What the US Can Learn

If US politicians can take away anything from this, it’s that taking the whack a mole approach to public policy driven by media attention is doomed to end up looking a lot like China’s heavy-handed we know what’s good for you better than you do approach, rather than tackling the underlying problems. Low interest rates can be blamed for much of the wealth inequality which has developed since the 70’s as the rich have been able to borrow ever more cheaply against ever dearer assets. Only a wealth tax could remedy that without more distortion are effects on everyone else and that is nowhere on the table except in the more extreme and unlikely proposals.

As Chinese observers have pointed out, the banning of profit for education companies, the throttling of Ant Financial and the punishment of ride hailing apps that dare to list their shares overseas like Didi, has wiped $1 trillion off the value of Chinese shares since April. It’s easy to point out because it was broad and swift, but many of the same heavy handed tactics for the “common prosperity” are taking place in the US as well. The CDC eviction moratorium essentially bans profit seeking behavior for landlords. The student loan deferrals and mortgage deferrals temporarily ban profits for the pensioners that hold them, and government controls of zoning have driven up the price of real estate across the country which only now are people beginning to start to remedy. California’s single family zoning law is a step in the right direction but it’s not an end all solution to the lack of housing there. Many of these steps were all well and good as compensation when the government was forcing us inside and many couldn’t work, but the rebound is here and yet states continue to prolong these programs likely because they find them politically expedient.

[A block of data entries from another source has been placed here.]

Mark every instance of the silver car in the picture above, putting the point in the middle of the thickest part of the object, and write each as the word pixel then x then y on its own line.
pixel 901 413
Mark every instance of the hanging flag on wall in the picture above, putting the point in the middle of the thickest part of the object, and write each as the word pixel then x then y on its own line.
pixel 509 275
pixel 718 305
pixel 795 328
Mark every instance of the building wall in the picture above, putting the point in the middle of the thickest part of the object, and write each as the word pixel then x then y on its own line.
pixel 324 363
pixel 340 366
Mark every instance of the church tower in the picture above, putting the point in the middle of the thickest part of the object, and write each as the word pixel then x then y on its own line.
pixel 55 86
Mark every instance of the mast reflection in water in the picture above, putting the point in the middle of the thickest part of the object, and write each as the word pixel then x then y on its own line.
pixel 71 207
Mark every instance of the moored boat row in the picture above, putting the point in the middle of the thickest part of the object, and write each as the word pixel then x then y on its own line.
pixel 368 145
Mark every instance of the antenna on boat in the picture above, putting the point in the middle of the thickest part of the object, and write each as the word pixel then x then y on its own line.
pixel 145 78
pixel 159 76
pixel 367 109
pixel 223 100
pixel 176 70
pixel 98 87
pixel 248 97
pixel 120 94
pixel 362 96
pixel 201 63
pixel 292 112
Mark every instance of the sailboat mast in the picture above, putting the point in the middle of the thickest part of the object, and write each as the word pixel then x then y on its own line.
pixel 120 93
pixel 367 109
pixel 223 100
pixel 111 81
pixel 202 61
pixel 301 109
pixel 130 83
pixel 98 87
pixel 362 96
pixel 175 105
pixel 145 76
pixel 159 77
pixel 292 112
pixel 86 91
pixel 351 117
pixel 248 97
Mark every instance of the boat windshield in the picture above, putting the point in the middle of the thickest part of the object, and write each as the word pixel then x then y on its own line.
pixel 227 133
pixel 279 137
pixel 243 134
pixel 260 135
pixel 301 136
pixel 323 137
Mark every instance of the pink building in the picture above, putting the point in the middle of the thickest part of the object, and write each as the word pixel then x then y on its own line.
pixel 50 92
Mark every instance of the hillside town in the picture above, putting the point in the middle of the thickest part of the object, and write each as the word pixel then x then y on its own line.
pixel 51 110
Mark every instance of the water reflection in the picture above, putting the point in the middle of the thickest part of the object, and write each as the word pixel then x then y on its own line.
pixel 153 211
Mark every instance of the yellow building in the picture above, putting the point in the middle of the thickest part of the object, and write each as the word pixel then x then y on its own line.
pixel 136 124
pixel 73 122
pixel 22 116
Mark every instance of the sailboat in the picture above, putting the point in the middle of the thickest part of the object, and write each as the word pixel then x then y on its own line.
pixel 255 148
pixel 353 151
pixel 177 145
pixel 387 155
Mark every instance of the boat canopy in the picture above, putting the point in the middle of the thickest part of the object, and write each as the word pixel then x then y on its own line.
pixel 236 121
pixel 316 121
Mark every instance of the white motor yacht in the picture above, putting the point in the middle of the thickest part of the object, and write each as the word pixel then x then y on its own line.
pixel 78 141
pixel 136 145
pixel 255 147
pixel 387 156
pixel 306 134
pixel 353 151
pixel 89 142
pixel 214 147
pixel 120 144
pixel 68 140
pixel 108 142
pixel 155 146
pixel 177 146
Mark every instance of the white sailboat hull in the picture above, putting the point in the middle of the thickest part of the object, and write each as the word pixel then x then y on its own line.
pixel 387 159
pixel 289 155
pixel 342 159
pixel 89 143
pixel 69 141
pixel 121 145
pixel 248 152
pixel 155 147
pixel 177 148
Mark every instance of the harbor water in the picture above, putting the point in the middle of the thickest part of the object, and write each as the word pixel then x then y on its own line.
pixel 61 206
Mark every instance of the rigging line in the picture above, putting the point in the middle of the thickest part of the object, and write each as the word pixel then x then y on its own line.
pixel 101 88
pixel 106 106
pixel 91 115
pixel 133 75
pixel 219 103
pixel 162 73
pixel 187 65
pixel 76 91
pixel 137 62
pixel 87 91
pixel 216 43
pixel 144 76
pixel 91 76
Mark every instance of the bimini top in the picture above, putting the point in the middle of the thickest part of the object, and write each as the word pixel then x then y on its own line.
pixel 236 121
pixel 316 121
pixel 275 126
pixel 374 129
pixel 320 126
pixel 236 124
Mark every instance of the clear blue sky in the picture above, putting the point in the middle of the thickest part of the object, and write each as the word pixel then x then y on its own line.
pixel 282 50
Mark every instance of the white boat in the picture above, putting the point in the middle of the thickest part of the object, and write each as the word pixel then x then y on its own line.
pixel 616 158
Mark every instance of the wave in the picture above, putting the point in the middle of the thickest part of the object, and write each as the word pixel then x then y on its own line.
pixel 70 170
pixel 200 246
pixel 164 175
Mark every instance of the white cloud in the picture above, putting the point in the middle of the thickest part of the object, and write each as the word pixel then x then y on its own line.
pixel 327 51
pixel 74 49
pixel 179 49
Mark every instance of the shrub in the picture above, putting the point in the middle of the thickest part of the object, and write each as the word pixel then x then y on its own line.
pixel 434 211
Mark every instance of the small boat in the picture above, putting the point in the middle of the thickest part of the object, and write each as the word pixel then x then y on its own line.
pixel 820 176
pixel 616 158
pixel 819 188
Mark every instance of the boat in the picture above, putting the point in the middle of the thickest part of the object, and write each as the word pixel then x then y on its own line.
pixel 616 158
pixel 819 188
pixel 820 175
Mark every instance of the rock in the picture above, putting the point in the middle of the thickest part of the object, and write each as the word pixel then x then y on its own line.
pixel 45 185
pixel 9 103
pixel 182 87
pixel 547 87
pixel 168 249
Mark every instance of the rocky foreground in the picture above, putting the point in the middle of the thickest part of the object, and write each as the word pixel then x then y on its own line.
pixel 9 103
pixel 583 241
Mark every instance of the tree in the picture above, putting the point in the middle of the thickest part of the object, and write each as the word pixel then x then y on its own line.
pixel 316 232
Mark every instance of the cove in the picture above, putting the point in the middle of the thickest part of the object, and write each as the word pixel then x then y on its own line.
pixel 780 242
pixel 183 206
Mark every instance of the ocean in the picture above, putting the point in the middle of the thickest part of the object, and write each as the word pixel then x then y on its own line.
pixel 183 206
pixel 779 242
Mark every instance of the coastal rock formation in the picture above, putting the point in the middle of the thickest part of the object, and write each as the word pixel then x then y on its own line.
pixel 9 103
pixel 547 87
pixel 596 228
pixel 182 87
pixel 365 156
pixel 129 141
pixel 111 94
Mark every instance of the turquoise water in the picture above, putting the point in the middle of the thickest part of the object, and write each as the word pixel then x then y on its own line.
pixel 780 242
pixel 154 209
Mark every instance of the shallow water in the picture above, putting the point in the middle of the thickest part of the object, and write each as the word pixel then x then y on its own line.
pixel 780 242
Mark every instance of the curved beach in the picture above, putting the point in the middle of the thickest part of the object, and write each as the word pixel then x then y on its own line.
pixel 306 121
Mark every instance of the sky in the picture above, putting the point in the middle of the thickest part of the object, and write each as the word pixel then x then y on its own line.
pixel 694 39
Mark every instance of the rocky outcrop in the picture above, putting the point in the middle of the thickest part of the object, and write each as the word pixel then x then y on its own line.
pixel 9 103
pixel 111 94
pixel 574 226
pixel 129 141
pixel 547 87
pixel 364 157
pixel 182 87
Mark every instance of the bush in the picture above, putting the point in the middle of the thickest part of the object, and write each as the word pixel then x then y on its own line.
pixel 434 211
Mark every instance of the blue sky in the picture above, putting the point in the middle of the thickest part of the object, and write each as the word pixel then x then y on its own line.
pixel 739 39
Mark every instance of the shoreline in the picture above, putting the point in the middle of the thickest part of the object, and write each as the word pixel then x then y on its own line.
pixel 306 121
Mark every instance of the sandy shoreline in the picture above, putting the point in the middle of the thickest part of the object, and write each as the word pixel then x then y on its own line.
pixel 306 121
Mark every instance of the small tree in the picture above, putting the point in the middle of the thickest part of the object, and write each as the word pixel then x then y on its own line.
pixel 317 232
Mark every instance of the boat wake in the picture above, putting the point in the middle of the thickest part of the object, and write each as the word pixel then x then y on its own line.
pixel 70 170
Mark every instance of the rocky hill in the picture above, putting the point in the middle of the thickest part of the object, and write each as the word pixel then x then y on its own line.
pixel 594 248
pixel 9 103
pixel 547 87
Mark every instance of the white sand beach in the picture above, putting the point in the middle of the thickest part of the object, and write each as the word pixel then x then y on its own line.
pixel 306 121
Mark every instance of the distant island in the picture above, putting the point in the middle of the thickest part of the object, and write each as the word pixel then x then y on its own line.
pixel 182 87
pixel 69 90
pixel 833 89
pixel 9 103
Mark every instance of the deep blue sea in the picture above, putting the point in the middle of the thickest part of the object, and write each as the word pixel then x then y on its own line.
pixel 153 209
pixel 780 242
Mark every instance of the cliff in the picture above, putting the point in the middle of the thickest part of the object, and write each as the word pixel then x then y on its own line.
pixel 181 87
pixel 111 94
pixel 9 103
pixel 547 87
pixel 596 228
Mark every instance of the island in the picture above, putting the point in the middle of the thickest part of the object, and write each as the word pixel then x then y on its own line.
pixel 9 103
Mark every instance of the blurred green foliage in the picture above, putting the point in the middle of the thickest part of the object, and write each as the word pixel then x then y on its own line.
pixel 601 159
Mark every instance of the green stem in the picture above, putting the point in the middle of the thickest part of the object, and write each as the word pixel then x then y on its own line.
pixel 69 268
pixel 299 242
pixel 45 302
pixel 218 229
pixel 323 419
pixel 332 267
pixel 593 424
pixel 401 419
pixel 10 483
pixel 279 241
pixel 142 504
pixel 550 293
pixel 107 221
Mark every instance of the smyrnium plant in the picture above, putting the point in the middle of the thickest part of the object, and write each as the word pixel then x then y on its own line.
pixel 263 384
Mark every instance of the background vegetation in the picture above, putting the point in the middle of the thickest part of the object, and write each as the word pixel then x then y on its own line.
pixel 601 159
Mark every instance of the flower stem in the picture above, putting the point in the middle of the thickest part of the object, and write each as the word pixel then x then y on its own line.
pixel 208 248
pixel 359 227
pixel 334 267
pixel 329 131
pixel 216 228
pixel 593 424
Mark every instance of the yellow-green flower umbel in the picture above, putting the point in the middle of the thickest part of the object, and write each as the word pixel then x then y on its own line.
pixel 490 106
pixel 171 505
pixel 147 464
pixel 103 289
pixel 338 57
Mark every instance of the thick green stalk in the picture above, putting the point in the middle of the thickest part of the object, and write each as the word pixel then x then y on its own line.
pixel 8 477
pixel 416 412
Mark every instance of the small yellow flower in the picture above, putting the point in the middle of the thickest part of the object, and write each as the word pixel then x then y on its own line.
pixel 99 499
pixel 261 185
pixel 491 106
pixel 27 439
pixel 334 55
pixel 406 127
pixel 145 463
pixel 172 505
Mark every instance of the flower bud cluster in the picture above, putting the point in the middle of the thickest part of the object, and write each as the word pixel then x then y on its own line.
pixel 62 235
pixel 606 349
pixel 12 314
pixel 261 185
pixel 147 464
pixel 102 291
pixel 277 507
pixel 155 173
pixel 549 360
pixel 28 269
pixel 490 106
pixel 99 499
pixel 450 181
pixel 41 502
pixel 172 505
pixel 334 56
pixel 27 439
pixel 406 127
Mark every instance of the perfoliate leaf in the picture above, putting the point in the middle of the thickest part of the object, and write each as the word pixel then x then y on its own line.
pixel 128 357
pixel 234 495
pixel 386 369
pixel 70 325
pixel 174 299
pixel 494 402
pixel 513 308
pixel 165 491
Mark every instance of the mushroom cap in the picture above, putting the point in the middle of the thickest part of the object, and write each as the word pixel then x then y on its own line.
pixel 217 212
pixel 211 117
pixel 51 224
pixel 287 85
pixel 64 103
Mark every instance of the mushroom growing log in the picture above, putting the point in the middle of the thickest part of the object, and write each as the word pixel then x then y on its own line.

As consumers, we also need to be a lot more conscious of the information we take in. Some may be bored by economics but many of the pressing problems we have today are economic in nature. Many of the journalists reporting on these issues are poorly trained or not trained at all in economics. From reports on housing to wealth inequality to tax policy, I often see poorly constructed writing and arguments that appeal to human emotions rather than presenting facts from which the reader can decide, and remember, these are the people pushing the national debate on these issues. These journalists were trained in journalism and fine arts schools by the same academics that push heavy handed government solutions to our social problems. The academic climate helped produce distortions like the one child policy due to beliefs which turned out to be false in the past, what will be the result in the next 40 years?